Given the exceptionally large size and complexity of the region, and the enormity of the task to prepare the ecosystem profile, CEPF was extremely fortunate to receive the generous financial and technical support of the Prince Albert II of Monaco Foundation and MAVA Fondation pour la Nature. Also, l’Agence Française de Développement (AFD) provided additional financial support for the plant assessment carried out by Plantlife International, IUCN and WWF International.
The Mediterranean is a thirsty region and effective, sustainable management of the limited freshwater resources is vital for the long-term, especially in the face of the specter that is climate change. There are many drivers that compound this situation however, one stands head and shoulders above the rest -- tourism, the world’s largest industry.
As a result of the combined rich cultural and exceptional natural beauty the Mediterranean Basin is the most visited region in the world, receiving over 220 million tourists a year, which is 32 percent of the world’s tourists, all of whom want to unplug, relax and enjoy themselves, as suits them best. Meeting the demand for luxury accommodations, cruise ships and providing freshwater for resorts and golf courses has already placed a massive strain on the freshwater systems. Yet tourism and associated industries may well hold the key to improving the current situation.

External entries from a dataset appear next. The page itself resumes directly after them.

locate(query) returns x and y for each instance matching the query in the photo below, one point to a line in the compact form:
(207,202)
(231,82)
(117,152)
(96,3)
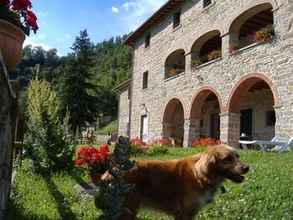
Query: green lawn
(266,194)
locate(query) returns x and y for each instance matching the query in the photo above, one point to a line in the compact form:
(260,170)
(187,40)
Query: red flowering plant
(138,146)
(94,160)
(19,13)
(163,142)
(204,142)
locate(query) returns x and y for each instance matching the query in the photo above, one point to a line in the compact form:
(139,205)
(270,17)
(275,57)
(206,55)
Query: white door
(144,128)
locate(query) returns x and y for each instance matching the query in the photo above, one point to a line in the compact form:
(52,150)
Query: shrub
(156,150)
(162,142)
(233,48)
(265,34)
(46,139)
(204,142)
(95,161)
(196,62)
(138,146)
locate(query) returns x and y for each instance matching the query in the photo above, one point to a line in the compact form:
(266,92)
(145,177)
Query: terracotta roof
(154,19)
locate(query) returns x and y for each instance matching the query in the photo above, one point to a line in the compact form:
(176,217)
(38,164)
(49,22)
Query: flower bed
(94,160)
(204,142)
(155,147)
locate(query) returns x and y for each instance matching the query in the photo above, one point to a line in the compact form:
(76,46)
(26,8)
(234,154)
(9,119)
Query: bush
(156,147)
(204,142)
(138,147)
(162,142)
(156,150)
(46,139)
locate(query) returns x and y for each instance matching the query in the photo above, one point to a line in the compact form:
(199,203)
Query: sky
(60,21)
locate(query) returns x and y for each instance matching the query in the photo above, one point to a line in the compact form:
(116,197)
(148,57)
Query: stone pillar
(188,63)
(191,131)
(226,45)
(230,128)
(167,130)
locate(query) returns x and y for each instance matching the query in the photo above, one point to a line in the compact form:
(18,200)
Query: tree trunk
(7,115)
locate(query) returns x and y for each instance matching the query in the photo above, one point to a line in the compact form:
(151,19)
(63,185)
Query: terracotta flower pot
(11,41)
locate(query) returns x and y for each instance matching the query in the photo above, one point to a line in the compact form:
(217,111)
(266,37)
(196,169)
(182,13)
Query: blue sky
(61,20)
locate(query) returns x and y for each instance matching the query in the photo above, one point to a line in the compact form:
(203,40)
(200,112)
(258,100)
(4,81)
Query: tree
(76,91)
(46,136)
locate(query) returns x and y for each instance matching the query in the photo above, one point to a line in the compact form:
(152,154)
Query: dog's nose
(245,169)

The focus of CEPF’s investment is on sustainable use of freshwater resources and sound coastal zone developments especially in six priority corridors including:
- Southwest Balkans;
- Mountains, Plateaus and Wetlands of Algerian Tell and Tunisia;
- Atlas Mountains;
- Taurus Mountains;
- Cyrenaican Peninsula; and
- Orontes Valley and Lebanon Mountains.
As the crucible of civilization, the Mediterranean Basin Hotspot is a historic, cultural and biological wonder of the world. CEPF will provide a source of funding that is designed to reach civil society in a way that complements funding from government agencies and other donors and inspires innovative conservation activities. The development of this comprehensive ecosystem profile and the CEPF investment strategy was made possible by extensive consultation with stakeholders. It marks an important point in conservation of the region.
Through this process, for the first time, there has been an attempt to assess threats throughout the Mediterranean Basin and to develop a regional strategy to address these—a critical step toward ensuring the future vitality of this natural treasure. It also provides a new opportunity for donors to deliver coordinated support to conservation groups working in the region.